Wednesday 6 April 2011

App Language Launching

My quest was to launch multiple instances of Mac OSX 10.6 TextEdit using Terminal where each instance has it's User Interface (UI) in a different language. The TextEdit UI language being independent from the Finder UI language. TextEdit is currently available in 18 UI languages ie 18 localizations:-

  1. Chinese Simplified [zh-Hans]
  2. Chinese Traditional [zh-Hant]
  3. Danish [da]
  4. Dutch [nl]
  5. English [en]
  6. Finnish [fi]
  7. French [fr]
  8. German [de]
  9. Italian [it]
  10. Japanese [ja]
  11. Korean [ko]
  12. Norwegian [nb]
  13. Polish [pl]
  14. Portugese [pt]
  15. Portugese Portugal [pt-PT]
  16. Russian [ru]
  17. Spanish [es]
  18. Swedish [sv]

The text in the brackets [ ] is the language tag for the language. The language tag rather than the full language name is used in the following terminal session commands. First the command to launch TextEdit in Japanese. I give two command line methods:-

  • /Applications/TextEdit.app/Contents/MacOS/TextEdit -AppleLanguages '(ja)'
  • open -a TextEdit --args -AppleLanguages '(ja)'

Now to launch four simultaneous instances of TextEdit. The instances are Korean, Japanese, Chinese Simplified and English.

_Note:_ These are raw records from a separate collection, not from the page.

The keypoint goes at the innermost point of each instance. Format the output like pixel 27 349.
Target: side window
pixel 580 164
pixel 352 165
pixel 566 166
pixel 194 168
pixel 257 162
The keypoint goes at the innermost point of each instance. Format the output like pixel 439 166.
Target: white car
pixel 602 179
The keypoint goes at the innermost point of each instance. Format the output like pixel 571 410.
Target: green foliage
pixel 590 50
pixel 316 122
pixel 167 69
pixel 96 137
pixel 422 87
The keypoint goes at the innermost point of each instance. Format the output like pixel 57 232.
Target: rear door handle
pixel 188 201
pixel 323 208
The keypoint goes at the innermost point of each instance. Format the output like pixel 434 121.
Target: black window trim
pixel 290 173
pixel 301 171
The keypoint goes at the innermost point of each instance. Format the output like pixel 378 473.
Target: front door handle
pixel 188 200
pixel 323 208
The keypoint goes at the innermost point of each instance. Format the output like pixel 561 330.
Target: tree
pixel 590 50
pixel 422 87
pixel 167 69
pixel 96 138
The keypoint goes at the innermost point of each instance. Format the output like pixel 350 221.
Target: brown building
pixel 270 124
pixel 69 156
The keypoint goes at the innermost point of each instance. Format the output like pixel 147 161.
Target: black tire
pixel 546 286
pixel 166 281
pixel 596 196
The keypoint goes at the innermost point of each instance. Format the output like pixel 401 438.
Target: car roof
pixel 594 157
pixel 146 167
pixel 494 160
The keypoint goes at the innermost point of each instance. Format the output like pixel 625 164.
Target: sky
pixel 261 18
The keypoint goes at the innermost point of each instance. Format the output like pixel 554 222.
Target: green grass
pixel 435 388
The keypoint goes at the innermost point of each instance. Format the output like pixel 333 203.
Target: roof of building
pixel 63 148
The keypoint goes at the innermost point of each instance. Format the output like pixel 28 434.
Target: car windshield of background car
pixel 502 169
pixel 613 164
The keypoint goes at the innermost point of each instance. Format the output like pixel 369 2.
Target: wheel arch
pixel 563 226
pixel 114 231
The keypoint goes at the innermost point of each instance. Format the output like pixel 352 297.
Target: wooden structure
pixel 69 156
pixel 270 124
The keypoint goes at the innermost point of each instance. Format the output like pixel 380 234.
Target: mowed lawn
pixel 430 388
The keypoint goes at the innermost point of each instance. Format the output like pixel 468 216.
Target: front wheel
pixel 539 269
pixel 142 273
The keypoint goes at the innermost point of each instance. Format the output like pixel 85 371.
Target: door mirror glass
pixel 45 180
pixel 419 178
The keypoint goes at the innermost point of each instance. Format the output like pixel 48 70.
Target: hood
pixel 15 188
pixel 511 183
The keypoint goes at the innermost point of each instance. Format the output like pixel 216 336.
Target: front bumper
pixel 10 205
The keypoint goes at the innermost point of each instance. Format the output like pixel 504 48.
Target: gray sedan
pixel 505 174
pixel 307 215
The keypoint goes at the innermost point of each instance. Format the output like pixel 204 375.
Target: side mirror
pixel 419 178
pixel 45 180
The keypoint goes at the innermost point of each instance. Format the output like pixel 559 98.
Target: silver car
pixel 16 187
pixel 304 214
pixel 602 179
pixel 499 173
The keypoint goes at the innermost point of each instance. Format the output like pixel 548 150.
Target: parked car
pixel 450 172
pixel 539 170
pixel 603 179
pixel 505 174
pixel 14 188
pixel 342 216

  • /Applications/TextEdit.app/Contents/MacOS/TextEdit -AppleLanguages '(ko)'&
  • /Applications/TextEdit.app/Contents/MacOS/TextEdit -AppleLanguages '(ja)'&
  • /Applications/TextEdit.app/Contents/MacOS/TextEdit -AppleLanguages '(zh-Hans)'&
  • /Applications/TextEdit.app/Contents/MacOS/TextEdit -AppleLanguages '(en)'&

Alternatively use the open command with the -n option. The -n option will result in a new instance of an App even if one is already running.

  • open -n -a TextEdit --args -AppleLanguages '(ko)'
  • open -n -a TextEdit --args -AppleLanguages '(ja)'
  • open -n -a TextEdit --args -AppleLanguages '(zh-Hans)'
  • open -n -a TextEdit --args -AppleLanguages '(en)'

I assume that these methods can be used with all Apple Apps but I have not yet investigated.

Thank you to Douglas Davidson for the lead on the -AppleLanguages command line argument.